Limitations (upfront)
- Retrospective, single-arm, single-center
- Small N (deep case series, not large-sample epidemiology)
- No standardized outcome measures (weight data from screenshots, not structured)
- Self-selected commercial participants (not representative of general population)
- German-speaking DACH population only
- Coach effects not controlled (multiple coaches over the program period)
These are real but standard for practitioner case series. The value is not in statistical power — it's in the depth of behavioral signal extraction per participant and the replicable methodology.
Why this works
- Novel angle: Most DTx adherence papers come from controlled trials. This is operational data from a real commercial program — messy but authentic.
- Depth over breadth: Small N but unusually rich longitudinal behavioral data per participant. Payment behavior, response latency, ghosting patterns — these are exactly the "digital behavioral biomarkers" the field talks about but rarely demonstrates from practice.
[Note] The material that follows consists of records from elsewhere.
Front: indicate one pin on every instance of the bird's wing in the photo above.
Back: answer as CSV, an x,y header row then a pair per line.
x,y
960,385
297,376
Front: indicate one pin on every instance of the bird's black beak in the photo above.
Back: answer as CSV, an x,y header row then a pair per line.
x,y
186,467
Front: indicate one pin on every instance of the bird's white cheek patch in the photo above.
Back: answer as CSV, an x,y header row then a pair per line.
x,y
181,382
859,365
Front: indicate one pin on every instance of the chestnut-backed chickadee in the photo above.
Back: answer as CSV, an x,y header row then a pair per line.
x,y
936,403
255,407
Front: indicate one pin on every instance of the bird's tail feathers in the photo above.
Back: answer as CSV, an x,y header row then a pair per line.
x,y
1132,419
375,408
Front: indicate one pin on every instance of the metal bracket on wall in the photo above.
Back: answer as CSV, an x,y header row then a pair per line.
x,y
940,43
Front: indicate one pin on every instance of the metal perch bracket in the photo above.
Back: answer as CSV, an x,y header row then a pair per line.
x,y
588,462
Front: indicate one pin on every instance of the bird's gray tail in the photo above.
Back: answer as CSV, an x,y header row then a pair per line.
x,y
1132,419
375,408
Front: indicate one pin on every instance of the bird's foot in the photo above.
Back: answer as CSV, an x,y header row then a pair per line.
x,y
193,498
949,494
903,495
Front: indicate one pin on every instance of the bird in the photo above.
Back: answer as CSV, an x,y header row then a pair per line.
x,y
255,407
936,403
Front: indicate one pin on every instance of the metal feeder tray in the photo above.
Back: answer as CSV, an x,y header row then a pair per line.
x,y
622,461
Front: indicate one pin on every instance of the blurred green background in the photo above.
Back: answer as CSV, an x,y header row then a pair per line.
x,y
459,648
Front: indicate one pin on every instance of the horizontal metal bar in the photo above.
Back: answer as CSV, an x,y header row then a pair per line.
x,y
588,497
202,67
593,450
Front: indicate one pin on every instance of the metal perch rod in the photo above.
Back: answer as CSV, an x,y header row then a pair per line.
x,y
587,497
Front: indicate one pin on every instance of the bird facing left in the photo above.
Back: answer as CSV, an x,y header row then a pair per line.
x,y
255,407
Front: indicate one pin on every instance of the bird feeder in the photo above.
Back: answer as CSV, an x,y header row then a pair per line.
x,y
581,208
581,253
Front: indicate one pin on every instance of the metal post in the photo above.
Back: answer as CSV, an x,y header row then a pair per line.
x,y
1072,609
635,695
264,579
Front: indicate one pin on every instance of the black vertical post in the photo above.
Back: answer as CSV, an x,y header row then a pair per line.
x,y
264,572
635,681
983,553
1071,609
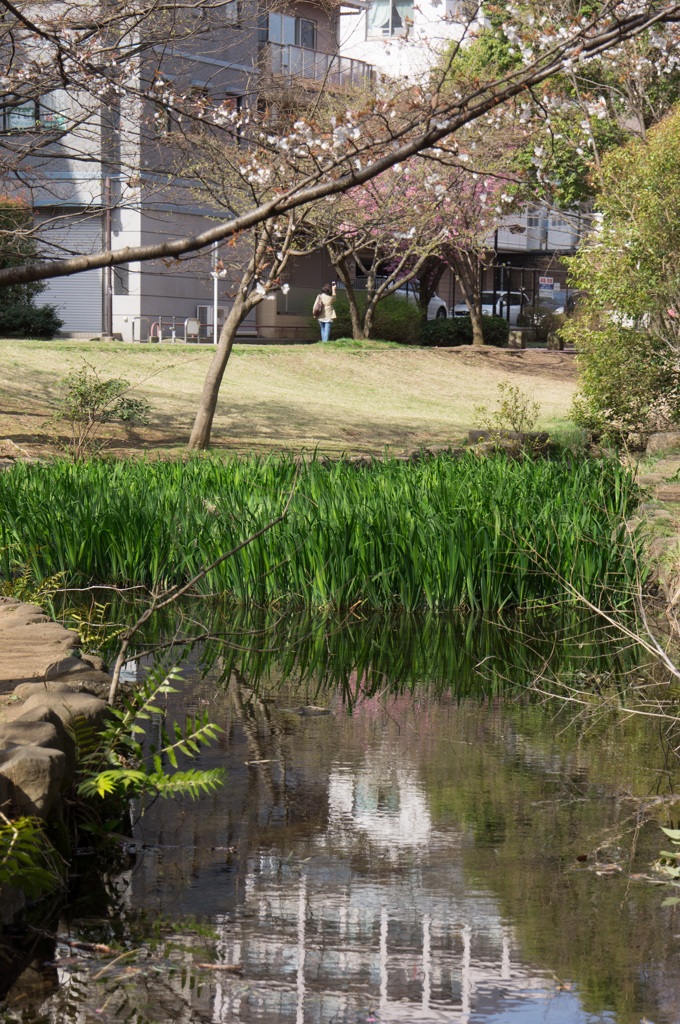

- Theory-grounded: My PhD provides the theoretical backbone (6 frameworks). This isn't atheoretical data mining — it's theory-informed predictor selection.
- Scalable methodology: The messaging-based signal extraction approach is replicable by any digital health program. The method is the contribution, not just the findings.
- Lifestyle medicine relevance: Weight management is core lifestyle medicine. APJLM scope. Your network.
Where to publish
| Journal | Fit | Timeline | Impact |
| medRxiv | Speed | Upload in days | Immediate DOI |
| JMIR Formative Research | Digital health, practice reports | 6–10 weeks | IF ~3.0 |
| BMJ Open | Open access, broad | 8–12 weeks | IF ~2.5 |
| Frontiers in Digital Health | Strong fit, fast review | 6–8 weeks | IF ~3.2 |
| APJLM | Our journal | Fast track? | Building IF |
| Lifestyle Medicine (Wiley) | WLMO connection | Standard | Niche |
Recommendation: medRxiv first (speed + DOI), then submit to JMIR Formative Research or Frontiers in Digital Health.
Author roles
| Contribution | Who |
| Conceptualization | DD + SS |
| Data provision & anonymization | DD |
| Data analysis & statistical modeling | SS |
| Methodology & study design | SS |
| Program design & theoretical framework | DD |
| Writing — methods & results | DD + SS |
| Writing — discussion & implications | DD + SS |
| Lifestyle medicine framing | SS |
| Critical revision | SS |
Author line: Dotzauer D, Saparamadu S. (open to discuss order)
Role clarity: DD designed and operated the program (health technology founder). SS brings the clinical and epidemiological lens (physician + MPH) to analyze the data independently.
Ethics
- No ethics approval needed for retrospective analysis of anonymized operational data (quality improvement framework)
- All client data fully anonymized
- "Data for research purposes" clause was being added to contracts (Feb 2025)
The bigger picture
This paper is Paper #1 in a series. One dataset, multiple publications:
Paper 1: Predictors of completion
This proposal. Retrospective, descriptive. The entry point.
Paper 2: The intervention algorithm
Methods/protocol paper. The 100-page coaching algorithm, formalized for publication.
Paper 3: Behavioral phenotype taxonomy
Clustering clients into response profiles using unsupervised ML on the same data.
Paper 4: Theory comparison applied
Mapping which behavior change framework best explains the observed predictors.
All four build toward my Shenzhen research agenda: AI-driven behavioral phenotyping for chronic disease intervention.
What I need from you
- Sanity check: Does this design hold up? Am I missing obvious methodological problems?
- Are you in? If yes, I start data extraction this week.
- Analysis guidance: Your MPH training would help with the regression modeling.
- Timeline: medRxiv preprint within 2–3 weeks. Realistic?